En la búsqueda de contar con reglas e instituciones, que nos permitieran una mejor convivencia como sociedad y una mejor relación de la sociedad con las estructuras de poder institucional, llegamos a la situación de la que queríamos separarnos, y vimos, con impotencia en algunos casos, cómo se reafirmó el patrimonialismo sobre el espacio institucional y público y cómo, sociedad y gobierno, se asumen aislados; estado anímico que favorece a quienes detentan un cargo de gobierno o representación. Así, vemos discusiones de asuntos públicos desde la perspectiva de grupos de poder, de fracciones legislativas o individual; sin preocuparse por quienes observan y sin rendir cuentas. Y la sociedad es testigo enmudecido de esa lucha por imponer el criterio propio.
Legislar o administrar para el bien común, armonizando intereses, esta, en algunas ocasiones, en el discurso, pero ausente en los hechos y en los actos de quien ha recibido la responsabilidad de hacer todo para el bien de la sociedad. Esto no es novedoso, tan no lo es que hay insensibilidad de la relación y el papel de la sociedad y la representación política.

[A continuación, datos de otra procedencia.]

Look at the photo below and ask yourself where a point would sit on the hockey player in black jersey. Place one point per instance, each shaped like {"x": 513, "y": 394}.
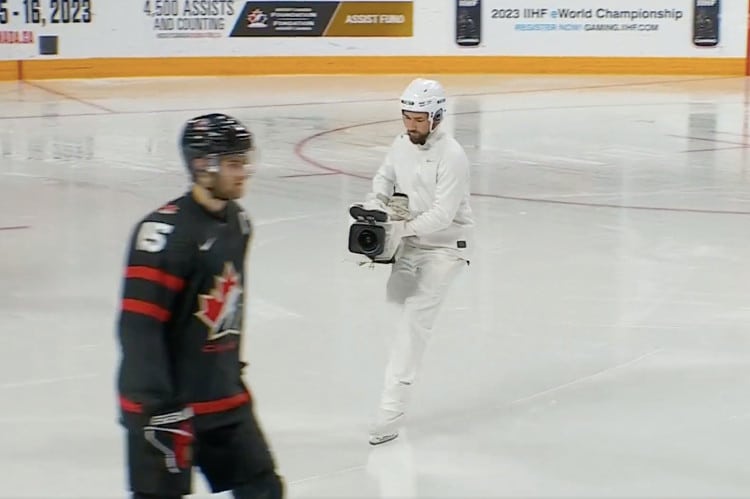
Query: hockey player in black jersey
{"x": 182, "y": 397}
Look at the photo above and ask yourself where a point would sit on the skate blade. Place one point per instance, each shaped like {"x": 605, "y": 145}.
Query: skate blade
{"x": 381, "y": 439}
{"x": 359, "y": 213}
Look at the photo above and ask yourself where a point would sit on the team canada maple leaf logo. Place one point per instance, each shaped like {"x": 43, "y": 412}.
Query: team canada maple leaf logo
{"x": 219, "y": 310}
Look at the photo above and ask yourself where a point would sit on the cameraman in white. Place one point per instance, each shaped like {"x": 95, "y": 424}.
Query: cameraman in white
{"x": 429, "y": 167}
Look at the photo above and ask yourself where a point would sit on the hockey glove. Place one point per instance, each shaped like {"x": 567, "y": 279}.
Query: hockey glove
{"x": 170, "y": 433}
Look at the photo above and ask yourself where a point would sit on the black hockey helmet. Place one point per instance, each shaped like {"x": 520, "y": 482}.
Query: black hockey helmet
{"x": 213, "y": 135}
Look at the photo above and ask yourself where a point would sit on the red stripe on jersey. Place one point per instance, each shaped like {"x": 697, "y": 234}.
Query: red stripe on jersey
{"x": 208, "y": 407}
{"x": 145, "y": 308}
{"x": 220, "y": 405}
{"x": 155, "y": 275}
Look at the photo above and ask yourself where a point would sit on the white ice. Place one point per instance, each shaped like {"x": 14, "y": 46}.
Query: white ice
{"x": 598, "y": 346}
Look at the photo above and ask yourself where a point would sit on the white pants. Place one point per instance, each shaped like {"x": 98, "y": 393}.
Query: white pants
{"x": 418, "y": 284}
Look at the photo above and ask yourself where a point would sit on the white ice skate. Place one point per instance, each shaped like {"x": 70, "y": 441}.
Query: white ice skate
{"x": 386, "y": 427}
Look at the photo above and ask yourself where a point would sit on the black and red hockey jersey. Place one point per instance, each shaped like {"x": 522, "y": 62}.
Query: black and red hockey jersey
{"x": 181, "y": 316}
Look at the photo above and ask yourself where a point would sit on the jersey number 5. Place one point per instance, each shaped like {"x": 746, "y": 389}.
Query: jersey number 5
{"x": 152, "y": 236}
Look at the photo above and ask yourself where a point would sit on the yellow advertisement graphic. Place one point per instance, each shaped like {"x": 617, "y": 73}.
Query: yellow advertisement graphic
{"x": 298, "y": 18}
{"x": 388, "y": 19}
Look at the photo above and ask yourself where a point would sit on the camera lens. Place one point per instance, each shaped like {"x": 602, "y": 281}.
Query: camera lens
{"x": 368, "y": 241}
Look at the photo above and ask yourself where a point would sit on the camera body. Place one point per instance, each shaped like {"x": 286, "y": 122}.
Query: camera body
{"x": 372, "y": 234}
{"x": 373, "y": 240}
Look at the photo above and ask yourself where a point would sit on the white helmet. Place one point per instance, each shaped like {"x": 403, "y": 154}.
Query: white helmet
{"x": 425, "y": 96}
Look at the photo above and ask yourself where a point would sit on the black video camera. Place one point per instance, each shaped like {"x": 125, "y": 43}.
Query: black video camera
{"x": 370, "y": 235}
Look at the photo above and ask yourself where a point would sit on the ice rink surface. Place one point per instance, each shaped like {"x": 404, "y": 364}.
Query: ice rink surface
{"x": 598, "y": 347}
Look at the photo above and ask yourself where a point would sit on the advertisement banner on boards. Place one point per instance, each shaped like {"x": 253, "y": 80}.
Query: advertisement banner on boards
{"x": 34, "y": 27}
{"x": 300, "y": 18}
{"x": 330, "y": 19}
{"x": 638, "y": 28}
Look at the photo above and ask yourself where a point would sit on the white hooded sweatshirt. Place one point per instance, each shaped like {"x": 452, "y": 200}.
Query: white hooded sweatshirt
{"x": 435, "y": 176}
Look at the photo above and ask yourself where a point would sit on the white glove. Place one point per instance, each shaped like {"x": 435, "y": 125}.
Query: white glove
{"x": 375, "y": 201}
{"x": 398, "y": 207}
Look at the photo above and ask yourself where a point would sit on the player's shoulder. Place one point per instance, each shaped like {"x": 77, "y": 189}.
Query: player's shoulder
{"x": 172, "y": 212}
{"x": 163, "y": 226}
{"x": 242, "y": 216}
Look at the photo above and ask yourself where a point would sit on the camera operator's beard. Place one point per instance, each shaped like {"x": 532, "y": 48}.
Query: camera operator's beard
{"x": 418, "y": 138}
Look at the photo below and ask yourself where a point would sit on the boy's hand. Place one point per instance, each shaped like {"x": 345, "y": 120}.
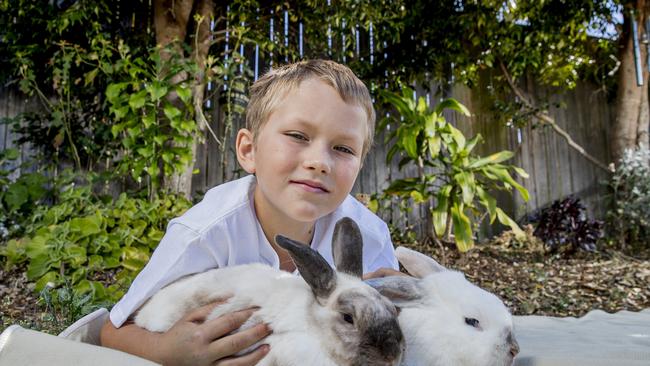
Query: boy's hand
{"x": 383, "y": 272}
{"x": 194, "y": 341}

Olvidamos o no queremos recordar la ecuación simple, “La soberanía nacional reside esencial y originariamente en el pueblo. Todo poder público dimana del pueblo y se instituye para beneficio de éste.” “Es voluntad del pueblo mexicano constituirse en una República representativa, democrática, laica y federal, compuesta por Estados libres y soberanos en todo lo concerniente a su régimen interior” “El pueblo ejerce su soberanía por medio de los Poderes de la Unión, …, y por los de los Estados …, en lo que toca a sus regímenes interiores, en los términos respectivamente establecidos por la presente Constitución Federal y las particulares de cada Estado …, las que en ningún caso podrán contravenir las estipulaciones del Pacto Federal.”
Y no se quiere recordar que gobernantes y representantes no son dueños, sino que reciben un encargo en el que reciben recursos financieros, aportados por toda la sociedad para que los administren y que cada bien material y cada recurso humano deben ser los necesarios para cumplir con los fines y objetivos que les corresponden.
Y la sociedad es espectadora, al término de cada periodo administrativo, en los tres órdenes de gobierno, de un “ritual” de señalamientos, de desviaciones y enriquecimientos ilícitos; entregas de cargos y puestos escatimando disposición e información; y asunción de cargos y puestos asumiendo que hay que hacer todo nuevo y ocupando los espacios que ahora le “pertenecen” al nuevo grupo. No se escucha, ni en el discurso, que se valorarán desempeños, capacidades y talentos de quienes ocupan los cargos, ni de que se escogerán a los mejores perfiles, sin considerar como indispensable la pertenencia al mismo grupo político.
Y así, igual que cuando se discuten leyes, cuando se designan funcionarios se hace sin considerar la opinión de la sociedad que confirió el mandato. El mandante ya no puede opinar y si lo hace no es escuchado.
Se hace necesario, como sociedad, voltear a los básico, recuperar los básico: Todo poder público dimana del pueblo y se instituye para beneficio de éste; tomar conciencia de esto y recuperarlo.
Así, políticos y servidores públicos que no levanten la vista de sus intereses personales y de grupo, para fijarlo en el interés común, no tendrían ni merecerían la confianza de la sociedad.
Lo básico y fundamental: La soberanía nacional reside esencial y originariamente en el pueblo.